Petit essai d’historiographie :
Race et Histoire, Claude LEVI-STRAUSS
Aurélien SAIDI
A) Circonstances de production de l’œuvre
1) La vie de l’auteur
Fils d’un artiste peintre portraitiste, Claude Lévi-Strauss naît à Bruxelles le 28
novembre 1908. Il accomplit son second cycle universitaire au lycée parisien Janson de Sailly,
avant d’entrer en hypokhâgne littéraire au lycée Condorcet (1926) où il suit le cours de
philosophie d’André Cresson. Connaissant quelques difficultés en grec, il renonce à continuer
en khâgne. Il ne passera alors les portes de la rue d’Ulm qu’en temps que secrétaire du
« Groupe d’études socialiste des cinq Ecoles Normales Supérieures ». Fasciné par Marx,
militant pour la SFIO, il choisit un double cursus de droit et de philosophie à la Sorbonne.

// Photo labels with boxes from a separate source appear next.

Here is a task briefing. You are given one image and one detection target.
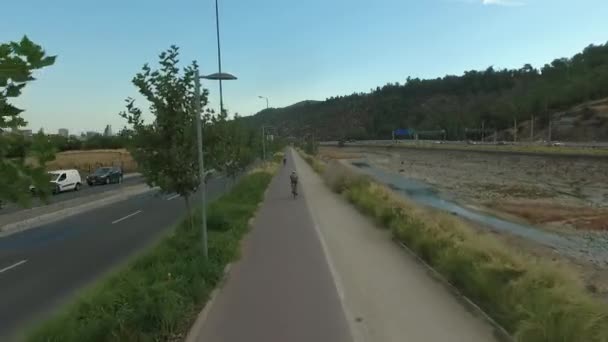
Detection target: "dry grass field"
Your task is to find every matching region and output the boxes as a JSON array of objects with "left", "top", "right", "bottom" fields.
[{"left": 47, "top": 149, "right": 137, "bottom": 175}]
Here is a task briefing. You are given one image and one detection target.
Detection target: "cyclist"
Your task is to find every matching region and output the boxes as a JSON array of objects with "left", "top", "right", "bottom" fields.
[{"left": 289, "top": 171, "right": 298, "bottom": 196}]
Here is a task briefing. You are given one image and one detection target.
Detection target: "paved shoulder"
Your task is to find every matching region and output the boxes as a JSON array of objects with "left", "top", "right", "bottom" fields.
[
  {"left": 295, "top": 150, "right": 495, "bottom": 342},
  {"left": 198, "top": 159, "right": 351, "bottom": 342}
]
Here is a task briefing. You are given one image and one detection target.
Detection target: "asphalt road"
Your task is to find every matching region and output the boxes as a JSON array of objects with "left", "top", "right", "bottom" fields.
[
  {"left": 0, "top": 176, "right": 144, "bottom": 215},
  {"left": 195, "top": 156, "right": 352, "bottom": 342},
  {"left": 0, "top": 178, "right": 231, "bottom": 341}
]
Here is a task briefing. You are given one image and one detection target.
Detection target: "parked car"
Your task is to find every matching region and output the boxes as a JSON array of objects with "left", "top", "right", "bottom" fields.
[
  {"left": 30, "top": 170, "right": 82, "bottom": 194},
  {"left": 87, "top": 166, "right": 123, "bottom": 186}
]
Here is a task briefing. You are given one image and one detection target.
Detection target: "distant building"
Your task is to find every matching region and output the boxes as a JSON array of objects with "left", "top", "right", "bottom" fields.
[
  {"left": 86, "top": 131, "right": 100, "bottom": 139},
  {"left": 57, "top": 128, "right": 70, "bottom": 138},
  {"left": 103, "top": 125, "right": 112, "bottom": 137}
]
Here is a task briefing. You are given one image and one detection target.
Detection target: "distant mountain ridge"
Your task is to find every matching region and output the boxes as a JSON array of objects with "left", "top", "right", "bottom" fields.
[{"left": 245, "top": 44, "right": 608, "bottom": 141}]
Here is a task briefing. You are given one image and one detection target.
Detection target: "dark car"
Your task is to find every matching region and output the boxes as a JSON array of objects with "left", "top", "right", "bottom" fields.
[{"left": 87, "top": 166, "right": 122, "bottom": 185}]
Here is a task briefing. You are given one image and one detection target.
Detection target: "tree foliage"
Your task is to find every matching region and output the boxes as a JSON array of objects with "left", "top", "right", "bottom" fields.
[
  {"left": 120, "top": 46, "right": 255, "bottom": 219},
  {"left": 247, "top": 44, "right": 608, "bottom": 140},
  {"left": 0, "top": 36, "right": 55, "bottom": 204},
  {"left": 120, "top": 46, "right": 207, "bottom": 214}
]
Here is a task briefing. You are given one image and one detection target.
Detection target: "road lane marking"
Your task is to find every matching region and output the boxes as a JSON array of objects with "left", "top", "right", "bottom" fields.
[
  {"left": 0, "top": 260, "right": 27, "bottom": 273},
  {"left": 112, "top": 210, "right": 141, "bottom": 224}
]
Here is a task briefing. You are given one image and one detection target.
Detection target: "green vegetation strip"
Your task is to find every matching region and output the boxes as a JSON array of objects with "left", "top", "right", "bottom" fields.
[
  {"left": 298, "top": 150, "right": 325, "bottom": 174},
  {"left": 317, "top": 161, "right": 608, "bottom": 342},
  {"left": 25, "top": 171, "right": 272, "bottom": 342}
]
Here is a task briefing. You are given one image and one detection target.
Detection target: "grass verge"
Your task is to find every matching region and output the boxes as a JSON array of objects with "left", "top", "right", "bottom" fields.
[
  {"left": 25, "top": 171, "right": 272, "bottom": 342},
  {"left": 324, "top": 162, "right": 608, "bottom": 342}
]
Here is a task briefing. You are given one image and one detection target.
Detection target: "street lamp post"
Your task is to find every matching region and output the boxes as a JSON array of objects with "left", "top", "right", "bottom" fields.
[
  {"left": 194, "top": 69, "right": 236, "bottom": 259},
  {"left": 258, "top": 96, "right": 269, "bottom": 109},
  {"left": 215, "top": 0, "right": 224, "bottom": 115},
  {"left": 262, "top": 126, "right": 274, "bottom": 162}
]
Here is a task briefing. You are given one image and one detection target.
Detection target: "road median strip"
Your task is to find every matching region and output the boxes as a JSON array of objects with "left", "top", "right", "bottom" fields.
[
  {"left": 303, "top": 155, "right": 608, "bottom": 341},
  {"left": 24, "top": 167, "right": 276, "bottom": 341}
]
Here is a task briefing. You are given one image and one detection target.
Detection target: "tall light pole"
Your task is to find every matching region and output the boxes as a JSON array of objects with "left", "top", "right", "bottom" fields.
[
  {"left": 262, "top": 125, "right": 274, "bottom": 162},
  {"left": 258, "top": 96, "right": 269, "bottom": 109},
  {"left": 215, "top": 0, "right": 224, "bottom": 115},
  {"left": 194, "top": 69, "right": 236, "bottom": 259}
]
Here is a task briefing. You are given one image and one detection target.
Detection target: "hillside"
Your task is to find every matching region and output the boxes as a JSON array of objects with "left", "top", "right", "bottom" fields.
[{"left": 245, "top": 44, "right": 608, "bottom": 141}]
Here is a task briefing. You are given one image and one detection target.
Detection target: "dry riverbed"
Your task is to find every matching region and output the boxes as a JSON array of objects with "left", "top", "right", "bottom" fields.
[{"left": 320, "top": 147, "right": 608, "bottom": 293}]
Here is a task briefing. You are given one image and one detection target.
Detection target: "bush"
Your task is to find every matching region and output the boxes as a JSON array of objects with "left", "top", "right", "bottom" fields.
[
  {"left": 25, "top": 172, "right": 272, "bottom": 342},
  {"left": 325, "top": 165, "right": 608, "bottom": 342}
]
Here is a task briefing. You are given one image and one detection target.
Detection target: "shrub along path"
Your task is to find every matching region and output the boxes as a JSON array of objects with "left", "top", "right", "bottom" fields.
[
  {"left": 294, "top": 154, "right": 495, "bottom": 342},
  {"left": 191, "top": 152, "right": 351, "bottom": 342}
]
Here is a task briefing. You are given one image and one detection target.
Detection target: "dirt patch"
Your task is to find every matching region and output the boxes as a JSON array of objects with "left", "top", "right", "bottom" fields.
[
  {"left": 47, "top": 149, "right": 137, "bottom": 174},
  {"left": 487, "top": 201, "right": 608, "bottom": 231}
]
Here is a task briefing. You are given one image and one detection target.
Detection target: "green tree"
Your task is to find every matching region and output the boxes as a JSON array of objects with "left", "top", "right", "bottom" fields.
[
  {"left": 0, "top": 36, "right": 55, "bottom": 205},
  {"left": 120, "top": 46, "right": 207, "bottom": 222}
]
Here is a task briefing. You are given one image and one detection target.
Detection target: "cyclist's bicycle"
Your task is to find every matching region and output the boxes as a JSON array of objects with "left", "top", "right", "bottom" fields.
[{"left": 291, "top": 182, "right": 298, "bottom": 199}]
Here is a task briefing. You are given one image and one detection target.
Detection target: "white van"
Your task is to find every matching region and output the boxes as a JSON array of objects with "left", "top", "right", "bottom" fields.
[{"left": 49, "top": 170, "right": 82, "bottom": 193}]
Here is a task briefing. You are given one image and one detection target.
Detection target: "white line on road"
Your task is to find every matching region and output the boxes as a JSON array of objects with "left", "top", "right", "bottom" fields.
[
  {"left": 0, "top": 260, "right": 27, "bottom": 273},
  {"left": 112, "top": 210, "right": 141, "bottom": 224}
]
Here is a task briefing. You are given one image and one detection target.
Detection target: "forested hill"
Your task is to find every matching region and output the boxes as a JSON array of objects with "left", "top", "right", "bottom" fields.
[{"left": 245, "top": 43, "right": 608, "bottom": 140}]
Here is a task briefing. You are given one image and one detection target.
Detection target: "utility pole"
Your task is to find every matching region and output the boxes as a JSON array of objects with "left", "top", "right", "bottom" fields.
[
  {"left": 262, "top": 126, "right": 266, "bottom": 162},
  {"left": 215, "top": 0, "right": 224, "bottom": 115},
  {"left": 530, "top": 115, "right": 534, "bottom": 142},
  {"left": 194, "top": 69, "right": 209, "bottom": 259}
]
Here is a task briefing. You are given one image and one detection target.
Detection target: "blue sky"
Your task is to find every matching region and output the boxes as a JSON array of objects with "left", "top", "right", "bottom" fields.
[{"left": 0, "top": 0, "right": 608, "bottom": 132}]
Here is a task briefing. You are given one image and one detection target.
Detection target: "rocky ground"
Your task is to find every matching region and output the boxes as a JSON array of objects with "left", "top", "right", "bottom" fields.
[
  {"left": 321, "top": 147, "right": 608, "bottom": 231},
  {"left": 320, "top": 147, "right": 608, "bottom": 294}
]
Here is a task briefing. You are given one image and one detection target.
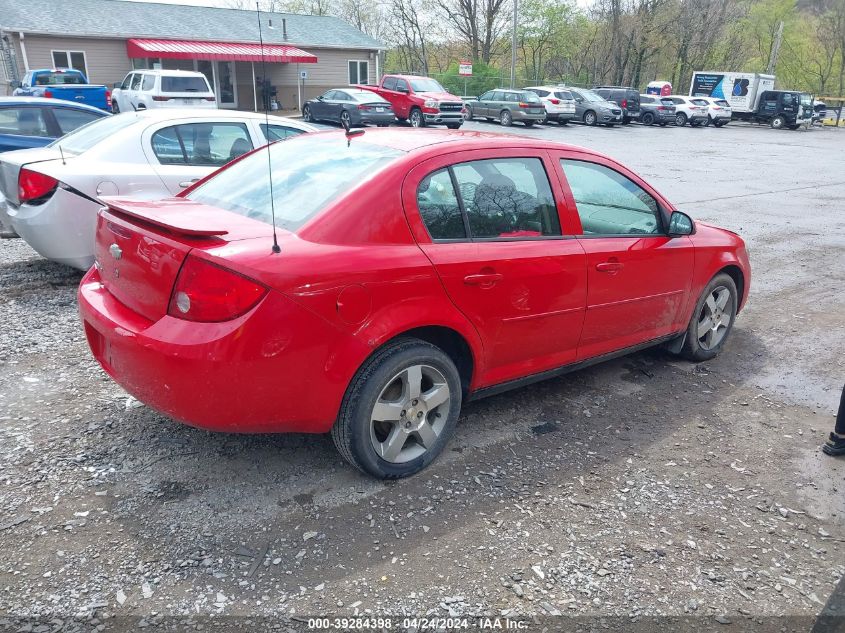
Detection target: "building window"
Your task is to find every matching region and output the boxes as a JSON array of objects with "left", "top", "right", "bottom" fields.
[
  {"left": 349, "top": 59, "right": 370, "bottom": 84},
  {"left": 52, "top": 51, "right": 91, "bottom": 81}
]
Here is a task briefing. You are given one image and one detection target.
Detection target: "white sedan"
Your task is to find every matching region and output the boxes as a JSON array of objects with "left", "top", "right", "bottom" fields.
[{"left": 0, "top": 109, "right": 319, "bottom": 270}]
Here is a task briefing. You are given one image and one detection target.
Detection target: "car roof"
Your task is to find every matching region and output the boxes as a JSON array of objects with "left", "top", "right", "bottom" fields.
[
  {"left": 310, "top": 127, "right": 615, "bottom": 162},
  {"left": 0, "top": 97, "right": 108, "bottom": 114}
]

Sous la direction de Célestin Bouglé, il valide son mémoire d’études supérieures, intitulé
« Les postulats philosophiques du matérialisme historique » en même temps que sa licence de
droit. En 1928, il prépare son agrégation de philosophie, au côté de Merleau-Ponty et Simone
de Beauvoir, qu’il valide l’année suivante en compagnie de Ferdinand Alquié et Simone Weil.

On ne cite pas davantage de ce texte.